In [1]:
import re, collections
from textblob import TextBlob
from sklearn.feature_extraction.text import CountVectorizer
from sklearn.base import TransformerMixin
from sklearn.pipeline import Pipeline
from sklearn.svm import LinearSVC
from sklearn.feature_extraction.stop_words import ENGLISH_STOP_WORDS
from sklearn.metrics import accuracy_score
from nltk.corpus import stopwords
from spacy.en import English ##Note you'll need to install Spacy and download its dependencies
parser = English()
import string

In [2]:
# A custom stoplist
STOPLIST = set(stopwords.words('english') + ["n't", "'s", "'m", "ca"] + list(ENGLISH_STOP_WORDS))
# List of symbols we don't care about
SYMBOLS = " ".join(string.punctuation).split(" ") + ["-----", "---", "...", "“", "”", "'ve"]

In [3]:
# A custom function to clean the text before sending it into the vectorizer
def cleanText(text):
    # get rid of newlines
    text = text.strip().replace("\n", " ").replace("\r", " ")
    
    # replace twitter @mentions
    mentionFinder = re.compile(r"@[a-z0-9_]{1,15}", re.IGNORECASE)
    text = mentionFinder.sub("@MENTION", text)
    text = re.sub('[^a-zA-Z ]','',text)
    # replace HTML symbols
    text = text.replace("&amp;", "and").replace("&gt;", ">").replace("&lt;", "<")
    
    # lowercase
    text = text.lower()
#     text = str(TextBlob(text).correct())
    return text

# A custom function to tokenize the text using spaCy
# and convert to lemmas
def tokenizeText(sample):

    # get the tokens using spaCy
    tokens = parser(sample)

    # lemmatize
    lemmas = []
    for tok in tokens:
        lemmas.append(tok.lemma_.lower().strip() if tok.lemma_ != "-PRON-" else tok.lower_)
    tokens = lemmas

    # stoplist the tokens
    tokens = [tok for tok in tokens if tok not in STOPLIST]

    # stoplist symbols
    tokens = [tok for tok in tokens if tok not in SYMBOLS]

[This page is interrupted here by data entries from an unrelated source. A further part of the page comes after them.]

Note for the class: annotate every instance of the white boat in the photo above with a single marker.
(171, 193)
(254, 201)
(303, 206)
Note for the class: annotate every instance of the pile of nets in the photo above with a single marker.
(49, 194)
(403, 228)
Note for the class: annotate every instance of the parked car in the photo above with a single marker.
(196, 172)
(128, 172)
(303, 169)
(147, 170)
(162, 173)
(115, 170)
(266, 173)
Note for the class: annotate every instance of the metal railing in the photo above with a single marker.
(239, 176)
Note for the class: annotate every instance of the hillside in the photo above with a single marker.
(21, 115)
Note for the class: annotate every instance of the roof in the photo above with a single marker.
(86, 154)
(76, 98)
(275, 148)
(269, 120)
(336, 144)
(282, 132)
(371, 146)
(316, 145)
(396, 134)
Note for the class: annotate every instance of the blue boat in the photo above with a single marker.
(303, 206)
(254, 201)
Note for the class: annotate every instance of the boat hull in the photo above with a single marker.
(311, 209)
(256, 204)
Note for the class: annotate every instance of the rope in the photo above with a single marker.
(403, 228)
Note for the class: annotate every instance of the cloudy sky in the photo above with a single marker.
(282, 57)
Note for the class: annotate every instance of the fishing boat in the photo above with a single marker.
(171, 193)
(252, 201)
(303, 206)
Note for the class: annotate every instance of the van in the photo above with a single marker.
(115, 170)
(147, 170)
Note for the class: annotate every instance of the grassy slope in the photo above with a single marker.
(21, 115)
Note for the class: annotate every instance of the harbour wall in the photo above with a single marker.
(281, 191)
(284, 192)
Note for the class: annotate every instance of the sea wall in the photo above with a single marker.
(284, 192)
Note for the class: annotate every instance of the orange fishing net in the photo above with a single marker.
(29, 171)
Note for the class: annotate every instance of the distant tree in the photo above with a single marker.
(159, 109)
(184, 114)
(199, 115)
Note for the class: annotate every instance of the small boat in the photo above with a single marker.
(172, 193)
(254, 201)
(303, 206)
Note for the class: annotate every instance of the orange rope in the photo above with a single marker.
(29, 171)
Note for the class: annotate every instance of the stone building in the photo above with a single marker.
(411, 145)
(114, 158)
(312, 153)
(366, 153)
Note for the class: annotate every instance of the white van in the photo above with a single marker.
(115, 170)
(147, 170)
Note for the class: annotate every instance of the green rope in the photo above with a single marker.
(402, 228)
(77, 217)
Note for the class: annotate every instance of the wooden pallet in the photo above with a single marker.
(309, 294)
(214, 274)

    # remove large strings of whitespace
    while "" in tokens:
        tokens.remove("")
    while " " in tokens:
        tokens.remove(" ")
    while "\n" in tokens:
        tokens.remove("\n")
    while "\n\n" in tokens:
        tokens.remove("\n\n")

    return tokens

In [4]:
from sklearn.feature_extraction.text import CountVectorizer
from sklearn.feature_extraction.text import TfidfVectorizer

vectorizer = CountVectorizer(ngram_range=(1,3),min_df=3, max_features=3000,tokenizer=tokenizeText)
tfvectorizer = TfidfVectorizer(ngram_range=(1,3),min_df = 3,max_features=3000,tokenizer=tokenizeText,sublinear_tf=True)

### Take note of the assumptions made in the vectorizer specifications. There are two kinds of vectorizers initialized: count and tfidf. I've limited both to consider only n-grams that appear at least ten times. I've also limited the feature set into the top 3,000 n-grams that appear the most often in the reviews. Also it only extracts unigrams to trigrams. You can edit any of the parameters.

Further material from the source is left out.